Using the Four Operations

🔢 Integers (Whole Numbers)

For large numbers, use formal written methods like column addition/subtraction. For negative numbers, remember the sign rules:

• Subtracting a negative is the same as adding a positive: $2 – (-5) = 2 + 5 = 7$.
• Multiplication/Division Sign Rules:
  (+) × (+) = (+)
  (−) × (−) = (+)
  (+) × (−) = (−)

🔵 Decimals

The crucial rule is to keep track of the decimal point.

• Addition/Subtraction: Always line up the decimal points.
• Multiplication: Multiply as whole numbers, then count the total decimal places in the question and apply that to the answer.
• Division: Make the divisor (the number you’re dividing by) a whole number by multiplying both numbers by 10, 100, etc.

Adding & Subtracting Fractions

You can only add or subtract fractions when they have a common denominator.

1. Find a common denominator (the LCM).
2. Convert the fractions to their equivalents.
3. Add or subtract the numerators only.
4. Simplify the result.

Example: $\frac{1}{4} + \frac{2}{3} = \frac{3}{12} + \frac{8}{12} = \frac{11}{12}$

Multiplying & Dividing Fractions

Always convert mixed numbers to improper fractions first!

• Multiplication: Multiply the numerators together, then multiply the denominators together. Simplify.
• Division (Keep, Change, Flip): Keep the first fraction, change the ÷ to a ×, and flip the second fraction upside down. Then multiply.

Example: $\frac{4}{9} \div \frac{2}{3} = \frac{4}{9} \times \frac{3}{2} = \frac{12}{18} = \frac{2}{3}$

Integer Addition

$348 + 175$

3 ¹4 ¹8 + 1 7 5 --------- 5 2 3

Start from the right, adding each column and carrying over any tens.

Decimal Subtraction

$9.2 – 3.75$

9 . 2 0 - 3 . 7 5 --------- 5 . 4 5

Line up the decimal points, add a trailing zero to 9.2, then borrow where needed working right to left.

Decimal Multiplication

$2.4 \times 1.5$

1. Multiply as whole numbers: $24 \times 15 = 360$.
2. Count decimal places in the question: $2.4$ (1 place) and $1.5$ (1 place) = 2 places total.
3. Apply to the answer: $360 \rightarrow 3.60$.

Answer: 3.6

Context Problem (VAT)

A headset costs £75 + VAT at 20%. What is the total cost?

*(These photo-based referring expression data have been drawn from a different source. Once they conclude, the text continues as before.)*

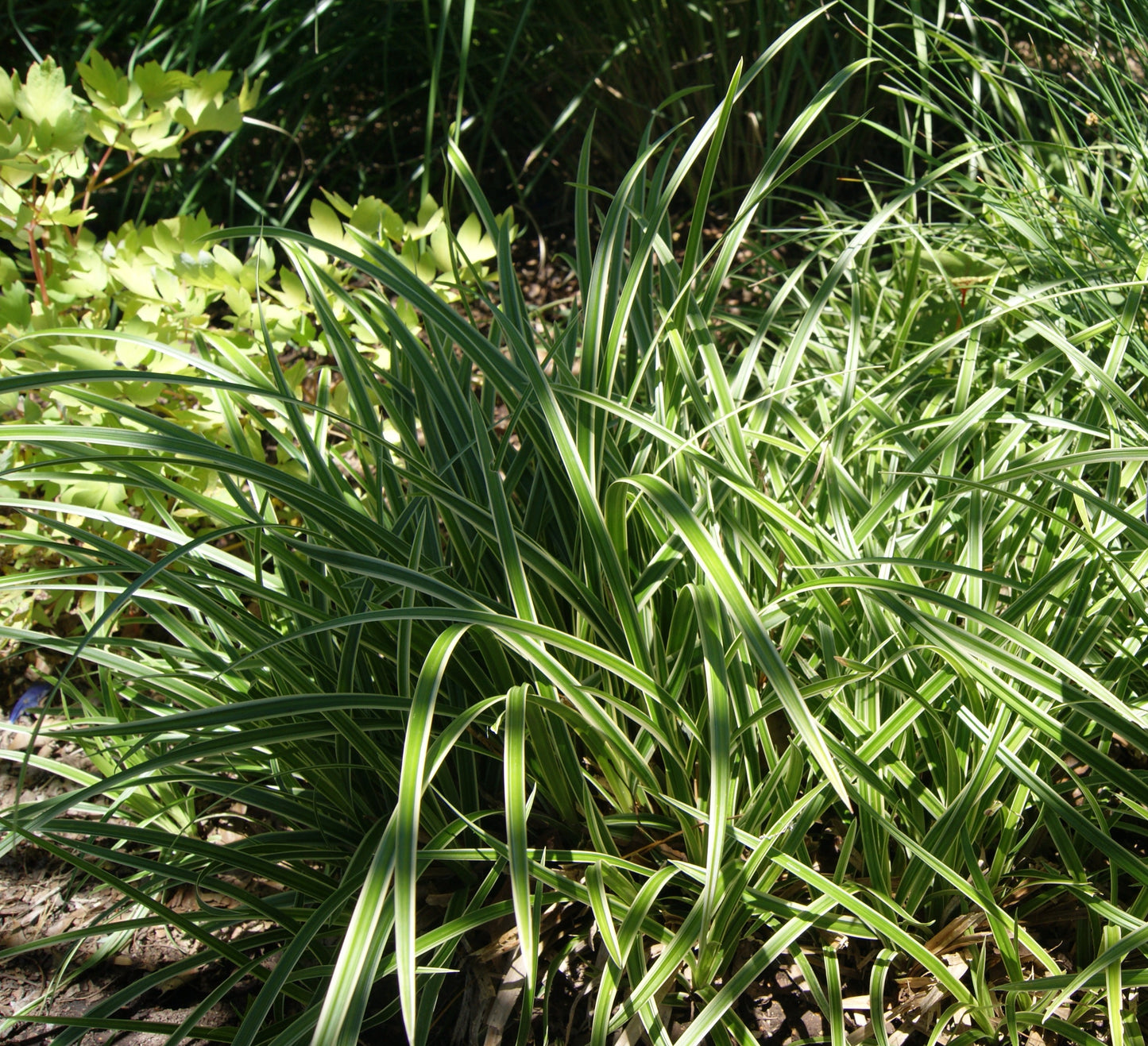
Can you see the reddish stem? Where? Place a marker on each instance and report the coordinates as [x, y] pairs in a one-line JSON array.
[[87, 191], [37, 269]]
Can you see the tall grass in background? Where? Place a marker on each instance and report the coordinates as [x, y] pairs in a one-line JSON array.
[[613, 621], [361, 99]]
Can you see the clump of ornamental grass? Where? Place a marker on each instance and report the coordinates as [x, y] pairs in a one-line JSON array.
[[596, 631]]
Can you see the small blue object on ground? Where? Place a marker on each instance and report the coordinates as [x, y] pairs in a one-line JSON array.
[[29, 701]]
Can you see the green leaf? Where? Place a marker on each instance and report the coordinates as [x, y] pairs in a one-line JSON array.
[[59, 118]]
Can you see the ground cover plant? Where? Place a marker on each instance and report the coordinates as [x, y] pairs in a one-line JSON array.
[[162, 283], [608, 660]]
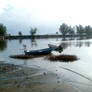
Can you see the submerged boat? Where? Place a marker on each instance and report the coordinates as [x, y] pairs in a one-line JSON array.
[[42, 51]]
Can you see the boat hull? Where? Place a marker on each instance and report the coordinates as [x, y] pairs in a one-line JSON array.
[[39, 52]]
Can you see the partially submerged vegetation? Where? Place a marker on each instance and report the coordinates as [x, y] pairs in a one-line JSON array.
[[64, 58]]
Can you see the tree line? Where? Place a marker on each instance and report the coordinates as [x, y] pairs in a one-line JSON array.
[[77, 30]]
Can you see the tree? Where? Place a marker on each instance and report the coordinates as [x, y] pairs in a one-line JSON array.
[[71, 31], [33, 31], [64, 29], [88, 30], [2, 30], [20, 33]]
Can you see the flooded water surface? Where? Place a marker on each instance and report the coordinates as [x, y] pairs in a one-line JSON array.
[[41, 75]]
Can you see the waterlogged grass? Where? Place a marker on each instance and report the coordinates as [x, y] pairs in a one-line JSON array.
[[64, 58]]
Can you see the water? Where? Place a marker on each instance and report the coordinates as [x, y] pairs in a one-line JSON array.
[[50, 76]]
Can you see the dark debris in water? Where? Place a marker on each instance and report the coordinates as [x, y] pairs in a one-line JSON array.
[[22, 56], [64, 58], [7, 67]]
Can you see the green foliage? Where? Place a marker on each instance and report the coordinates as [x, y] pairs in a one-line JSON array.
[[33, 31], [2, 30]]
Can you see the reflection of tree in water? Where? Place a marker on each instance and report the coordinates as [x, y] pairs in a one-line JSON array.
[[87, 44], [64, 45], [79, 44], [33, 42], [3, 45]]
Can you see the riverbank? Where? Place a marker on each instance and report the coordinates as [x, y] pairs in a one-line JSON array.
[[42, 36]]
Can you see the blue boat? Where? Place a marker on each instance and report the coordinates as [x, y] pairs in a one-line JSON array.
[[42, 51]]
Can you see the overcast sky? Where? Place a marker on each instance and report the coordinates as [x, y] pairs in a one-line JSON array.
[[46, 15]]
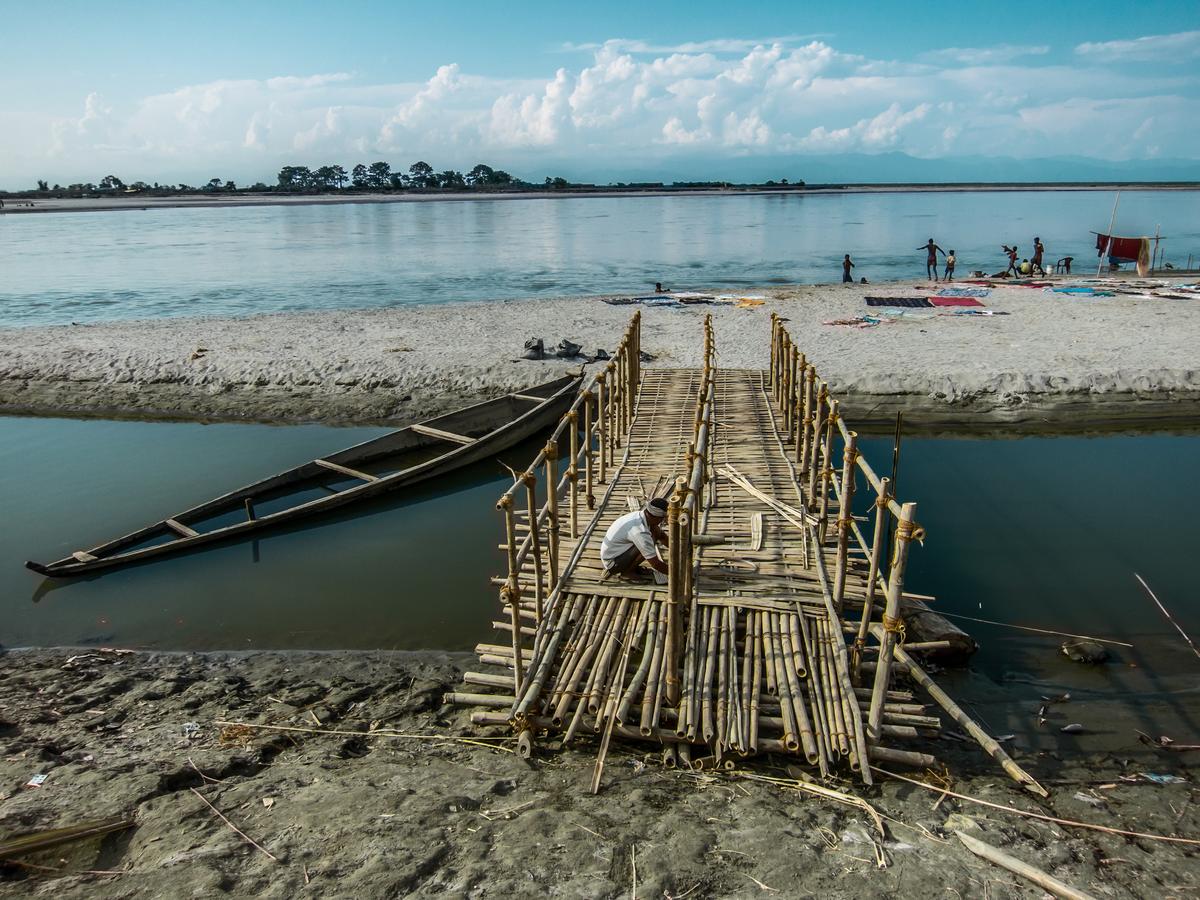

1. Calculate VAT: 20% of £75. (10% is £7.50, so 20% is £15.)
2. Add VAT to original cost: £75 + £15.

Answer: £90

🤔 Common Misunderstandings

• Sign Rules: Forgetting that subtracting a negative is the same as adding a positive ($a – (-b) = a + b$).
• Decimal Points: Forgetting to line them up for addition/subtraction, or miscounting the places for multiplication.
• Fractions: Trying to add fractions without a common denominator, or forgetting to convert mixed numbers before multiplying/dividing.

📝 Common Exam Mistakes

• Simple calculation errors: Mistakes in times tables or basic arithmetic under pressure.
• Not showing working: You can get method marks for logical steps even if your final answer is wrong.
• Not simplifying fractions: Leaving an answer as $\frac{10}{20}$ instead of $\frac{1}{2}$ will lose marks.